Le temps du carême nous donne l’occasion de redécouvrir la vertu de l’espérance qui doit tenir la main à notre foi et notre charité pour les « tirer en avant ». C’est comprendre qu’il y a dans l’espérance une force. L’espérance est un « moteur » qui nous mobilise et nous fait avancer sans découragement. Elle peut alors :
« Tirer en avant » notre foi comme enracinement dans la vérité de la présence et de l’action de Dieu dans notre histoire et dans nos vies ; ce Dieu en qui nous mettons notre confiance laquelle s’exprime dans le cœur à cœur de la prière, de la louange et de l’adoration. Une foi qui dilate notre cœur aux dimension du cœur de Dieu en nous laissant configurer à son image, et en le laissant imprimer en nous les traits de son Fils unique en qui nous avons la grâce de l’adoption.
« Tirer en avant » notre charité afin qu’elle soit concrète et active dans la prise en charge de la fraternité, de l’écoute et de l’entraide. Dans ce sens, nous n’avons besoin ni de loupe, ni de télescope pour voir nos frères et sœurs qui ont besoin de notre attention, de notre soutien et de notre compassion. Tirer notre charité en avant dans le sens de nous désencombrer de toutes ces idoles, et laisser Dieu faire sa demeure en nous.

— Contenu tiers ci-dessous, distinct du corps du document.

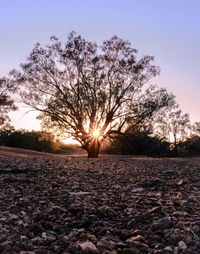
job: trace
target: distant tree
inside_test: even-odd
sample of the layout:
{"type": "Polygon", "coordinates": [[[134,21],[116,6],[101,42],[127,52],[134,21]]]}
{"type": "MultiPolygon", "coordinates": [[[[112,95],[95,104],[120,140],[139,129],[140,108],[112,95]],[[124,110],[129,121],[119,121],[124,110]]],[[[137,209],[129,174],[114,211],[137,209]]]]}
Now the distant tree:
{"type": "Polygon", "coordinates": [[[17,109],[10,96],[10,92],[14,90],[14,86],[10,82],[7,82],[6,78],[0,79],[0,129],[11,127],[9,125],[10,118],[8,113],[17,109]]]}
{"type": "Polygon", "coordinates": [[[194,124],[192,124],[191,130],[193,135],[200,136],[200,122],[195,122],[194,124]]]}
{"type": "Polygon", "coordinates": [[[120,135],[174,103],[165,89],[145,84],[159,74],[153,57],[137,60],[128,41],[113,36],[102,46],[71,32],[64,46],[52,37],[37,43],[11,72],[23,102],[41,112],[45,125],[79,141],[88,157],[98,157],[107,137],[120,135]]]}
{"type": "Polygon", "coordinates": [[[183,114],[178,105],[174,105],[159,116],[154,128],[162,138],[171,143],[175,156],[178,156],[178,146],[190,132],[189,115],[183,114]]]}
{"type": "Polygon", "coordinates": [[[132,128],[119,139],[113,140],[105,149],[109,153],[169,156],[170,143],[153,135],[150,128],[132,128]]]}

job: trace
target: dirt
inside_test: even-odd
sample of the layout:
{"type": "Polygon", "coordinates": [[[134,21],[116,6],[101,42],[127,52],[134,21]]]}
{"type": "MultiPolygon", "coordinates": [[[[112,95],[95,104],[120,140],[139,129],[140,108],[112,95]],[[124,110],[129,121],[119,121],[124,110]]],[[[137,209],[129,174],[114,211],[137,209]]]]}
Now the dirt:
{"type": "Polygon", "coordinates": [[[0,147],[0,253],[200,253],[200,159],[0,147]]]}

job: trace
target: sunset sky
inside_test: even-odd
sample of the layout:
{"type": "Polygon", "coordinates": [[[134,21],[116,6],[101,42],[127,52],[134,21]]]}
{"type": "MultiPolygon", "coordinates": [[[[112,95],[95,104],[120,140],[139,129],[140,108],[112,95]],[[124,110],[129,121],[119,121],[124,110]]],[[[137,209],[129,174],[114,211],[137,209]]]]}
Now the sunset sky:
{"type": "MultiPolygon", "coordinates": [[[[200,121],[200,0],[2,0],[0,76],[24,62],[36,42],[65,42],[72,30],[101,43],[116,34],[161,68],[166,87],[191,121],[200,121]]],[[[39,129],[35,113],[11,114],[16,128],[39,129]]]]}

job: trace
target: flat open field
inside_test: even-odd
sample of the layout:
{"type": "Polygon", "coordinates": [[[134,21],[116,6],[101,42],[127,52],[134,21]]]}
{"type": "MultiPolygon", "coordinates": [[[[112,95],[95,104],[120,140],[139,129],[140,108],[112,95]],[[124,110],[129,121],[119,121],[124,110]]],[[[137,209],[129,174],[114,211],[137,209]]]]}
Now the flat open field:
{"type": "Polygon", "coordinates": [[[0,147],[0,253],[200,253],[200,159],[0,147]]]}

C’est animés par ces vertus de la foi, de l’espérance et de la charité que nous pouvons considérer à nouveaux frais notre vie, nos relations interpersonnelles et notre environnement ; les revoir avec le regard de Dieu lui-même ; un regard qui ne fige pas, mais suscite la liberté ; un regard qui n’attriste pas, mais éveille à la joie ; un regard qui ne décourage pas mais pousse à se rendre meilleur ; un regard qui ne menace pas mais suscite la paix et la confiance ; un regard qui ne juge pas, mais libère pour l’amour, bref un regard converti, c’est-à-dire tourné vers Dieu qui nécessairement, nous tourne vers les autres et tous les autres.
C’est ce à quoi nous sommes appelés en ce temps favorable qui est un temps de décision personnelle et communautaire pour nous rendre meilleurs et rendre notre monde meilleur, un objectif que la prière, le jeune et l’aumône doivent toujours viser, en tant qu’ouverture vers Dieu et les autres. Cette ouverture que le Christ ne cesse de réaliser envers Dieu son Père, et envers nous ses frères et sœurs dans la puissance de l’Esprit Saint. Alors, en ce temps de Carême, ayons toujours les yeux fixés sur Jésus-Christ.